The Australian federal government has outlined its plan to spend AU$100m and AU$10m over the next four years to address regional mobile coverage and fund online safety programs, respectively.
Written by Chris Duckett, Contributor

The commonwealth government today announced plans to spend AU$10m on the creation of an online safety program aimed at children, as well as the establishment of an Office of the Children's e-Safety Commissioner.

A total of AU$2.4m will be spent to create and run the e-Safety commissioner's office over four years, with an additional AU$7.5m in funding across the same period being earmarked for online safety programs designed to run in schools. Over the four year period, a paltry AU$100,000 has been set aside to support Australian-based research and information campaigns on online safety.

"This is a significant commitment by the Australian Government to help keep Australian children safe online," said Parliamentary Secretary to the Minister for Communications, Paul Fletcher.

"We have responded to widespread community concern that more should be done to protect Australian children from harmful cyber-bullying material and to give them the safest possible online environment."
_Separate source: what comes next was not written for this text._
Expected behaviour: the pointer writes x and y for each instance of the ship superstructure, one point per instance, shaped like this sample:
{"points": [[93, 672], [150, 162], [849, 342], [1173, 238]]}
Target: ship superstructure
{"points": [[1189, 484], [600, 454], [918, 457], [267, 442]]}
The government said it will soon announce the outcome of its public consultation on the role of the e-Safety commissioner and whether there would be a new process for removing content deemed 'harmful' to children from social media.

A number of submissions to the consultation process by technology companies including Facebook, Google, Microsoft, Yahoo, and Twitter, said the proposed e-Safety regime would likely be ineffective and hard to implement.

Mobile Black Spots Programme gets boost

Over the same four year period, the government's Mobile Black Spot Programme is set to receive AU$100m to improve mobile coverage in regional Australia.

For the next financial year, AU$10m has been set aside for the program, with AU$30m to be spent over the next three years.

Piggybacking on the towers used in the NBN fixed wireless rollout, the intent is to improve mobile coverage along major transport routes, small communities, and in areas susceptible to natural disasters.

The government said the program would aim to stimulate competition, as well as enhance public safety and boost productivity in selected communities.

Additional funding from state governments, industry, and local communities is expected to help fund the 250 to 300 new or upgraded mobile towers, with Victoria highlighted as one jurisdiction that has already flagged AU$40m will be spent on providing free Wi-Fi on from Melbourne to Geelong, Bendigo, Ballarat, Seymour, and Traralgon, along with improved mobile reception along rail corridors.

The government expects to announce areas selected for the program by the first half of next year, with plans to begin roll out in the latter half of 2015.